Mrs Jorgensen poses with the stalk
with which I broke the World Record in 1921.
They don't make rhubarb -- or women --
like that anymore.
From the Winona (Minnesota) Daily News:"Only one way to throw it: awkwardly..." Pish-tosh! I weep for the lost arts of yesteryear!
LANESBORO, Minn. — There are hundreds of ways to cook rhubarb but only one way to throw it: awkwardly.
“You’ll want a little arch and a straight release,” Jeff Kamm said as Ashley Solsrud stepped to the line, stalk in hand. “Give it all you’ve got.”
Solsrud, of Holmen, Wis., flung the floppy stalk, which stayed aloft for about 10 feet. Line judge Dave Sefton proclaimed it “a solid two” -- about half the distance of the day’s record toss.

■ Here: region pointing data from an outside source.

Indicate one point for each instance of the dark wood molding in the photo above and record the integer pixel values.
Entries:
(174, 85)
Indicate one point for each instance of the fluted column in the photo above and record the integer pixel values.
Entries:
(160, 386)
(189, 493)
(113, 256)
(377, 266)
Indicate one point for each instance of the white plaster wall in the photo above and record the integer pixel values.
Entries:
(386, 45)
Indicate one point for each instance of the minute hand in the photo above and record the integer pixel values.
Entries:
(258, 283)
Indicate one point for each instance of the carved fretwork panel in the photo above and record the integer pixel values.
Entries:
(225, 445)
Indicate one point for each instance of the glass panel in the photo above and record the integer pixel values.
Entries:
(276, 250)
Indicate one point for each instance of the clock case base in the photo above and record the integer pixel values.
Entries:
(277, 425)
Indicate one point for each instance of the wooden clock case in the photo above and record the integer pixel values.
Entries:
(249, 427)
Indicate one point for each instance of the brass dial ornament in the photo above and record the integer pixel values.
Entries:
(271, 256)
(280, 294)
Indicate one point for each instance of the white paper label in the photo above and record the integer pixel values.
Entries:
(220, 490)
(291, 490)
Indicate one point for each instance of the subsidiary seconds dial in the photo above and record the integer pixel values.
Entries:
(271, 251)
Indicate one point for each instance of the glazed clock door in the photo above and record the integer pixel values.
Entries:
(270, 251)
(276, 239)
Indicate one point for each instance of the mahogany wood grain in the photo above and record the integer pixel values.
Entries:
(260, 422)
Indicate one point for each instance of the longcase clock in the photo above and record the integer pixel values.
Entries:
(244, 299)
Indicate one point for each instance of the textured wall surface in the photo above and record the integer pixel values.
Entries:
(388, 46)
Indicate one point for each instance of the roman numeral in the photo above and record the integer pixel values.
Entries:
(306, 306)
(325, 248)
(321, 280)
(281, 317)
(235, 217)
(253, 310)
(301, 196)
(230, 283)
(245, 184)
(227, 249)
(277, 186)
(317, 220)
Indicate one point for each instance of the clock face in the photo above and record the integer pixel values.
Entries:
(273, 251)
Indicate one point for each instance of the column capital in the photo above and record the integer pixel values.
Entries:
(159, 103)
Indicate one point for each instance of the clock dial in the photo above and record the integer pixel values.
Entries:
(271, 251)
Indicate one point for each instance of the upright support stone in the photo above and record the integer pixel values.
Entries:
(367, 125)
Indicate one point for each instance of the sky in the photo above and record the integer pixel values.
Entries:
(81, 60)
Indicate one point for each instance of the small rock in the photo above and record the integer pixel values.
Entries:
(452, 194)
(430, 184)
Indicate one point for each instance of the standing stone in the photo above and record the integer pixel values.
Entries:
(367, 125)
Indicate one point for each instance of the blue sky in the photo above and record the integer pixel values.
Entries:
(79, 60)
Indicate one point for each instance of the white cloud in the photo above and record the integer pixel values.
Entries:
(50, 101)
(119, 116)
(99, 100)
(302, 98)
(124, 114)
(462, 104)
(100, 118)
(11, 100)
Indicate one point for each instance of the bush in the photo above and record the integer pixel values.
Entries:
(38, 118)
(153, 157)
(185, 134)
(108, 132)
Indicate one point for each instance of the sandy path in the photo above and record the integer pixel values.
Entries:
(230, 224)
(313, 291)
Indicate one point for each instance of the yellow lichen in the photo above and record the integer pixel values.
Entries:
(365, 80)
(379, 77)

In another day, at another time far back in the dusty corridors of dimming memory, I, Hugh Jorgensen, captain of the vaunted Brainerd High School Rhubarb-Tossing Team -- the Fightin' Loons, we were styled -- made strong men tremble and beautiful women swoon with the mighty arcs of my doughty heaves of the stringy stalks of family Polygonaceae, genus Rheus.
Far they flew, and long. Far, too, and wide, did tales of my godlike prowess run. Newspapers from such far-flung climes as Bemidji and Saint Cloud vied like tomcats for nacreous mots from my cupid's-bow lips. Into the shell-like ear of a young Grantland Rice, then a cub scribe for the Detroit Lakes Aftonbladet, did fall a breathless account of my exploits contra the hated crosstown Tech team. He was moved to limn it thus:
Outlined against a blue, gray October sky the Four Horsemen rode again. In dramatic lore they are known as famine, pestilence, destruction and death. These are only aliases. Their real names are: Jorgensen, Olesson, Malmqvist and Soderberg. But the greatest of these, the most feared, is Jorgensen, for it is he whose miraculous heaves send slung stalk skywards in slow spiral, disappearing out of sight into the lowering clouds, there to mock the Gods themselves....I carry the clipping, now crumbling with age, with me still.
We played in moleskin and leather in those days. Real men to the core, we eschewed the helmets and sissifying pads that have ruined the Glorious Game for succeeding generations -- those softened and denatured descendants of the hardy North Woods pioneers who imported the game from their native Småland. I scoff at modesty, and proudly point out that ours was the Dead-Stalk Era, when the equipment suppliers of the day would let their freshly harvested rhubarb stalks hang for three weeks in their barns, acquiring an inimitable elasticity and heft. We had a saying in those days: "Hang your 'barb for three weeks/Sling like the Greeks." (It was a bit puzzling, this saying of ours, as nobody in Crow-Wing County had ever seen a Grecian 'barb-slinger, but it was taken as read that they must have flung their rhubarb a good long way.)
Oh, how I pine for the gamey odor of well-hung rhubarb, and of the neat's-foot oil with which we softened our throwing palms! The players of today, spoiled by fresh, unhung rhubarb stalks -- we oldtimers dismiss them as "jackrabbit stalks" -- have no appreciation for it. They might as well be slinging celery-shaped sticks of frozen butter, for all they know of the ways of rhubarb!
How the grand sport has become a cruel parody of itself, an exhibition put on by hoodlums and mountebanks for yokels and rubes at country fairs and carnival midways! Scorn! Scorn! Scorn! And fiddle-faddle!
Let me show you how we did it. Gimme that stalk! You stand about three feet from the line, see, facing away, and -- hey! Where are you going! Get back here!
6 comments:
That's just fucking devastating.
I find flinging watermelons far more satisfying, but as fan-dance material, they're lacking, I'll admit.
Scandinavians! Everything they know abaht rhubarb, which int much, their criminal Viking forefathers stole from honest Yorkshire yeomen.
Damn kids today, flinging fresh rhubarb stalks, all hopped up on auxins and gibberellins, listening to that acid polka crap! Makes me want to uiwbzfy!
I killed a man with a rhubarb, once.
It was an accident. I meant to kill him with the grapeshot, but some dang kid stuffed a lot o' rubbish in on top of it, and I didn't know. Wound up putting a rhubarb stem right through that Johnny Reb's eye, I did.
Oh, how I pine for the gamey odor of well-hung rhubarb, and of the neat's-foot oil with which we softened our throwing palms!
Jesus. I've never been more turned on. Who knew you could write this turgid, rhubarb-ripping style?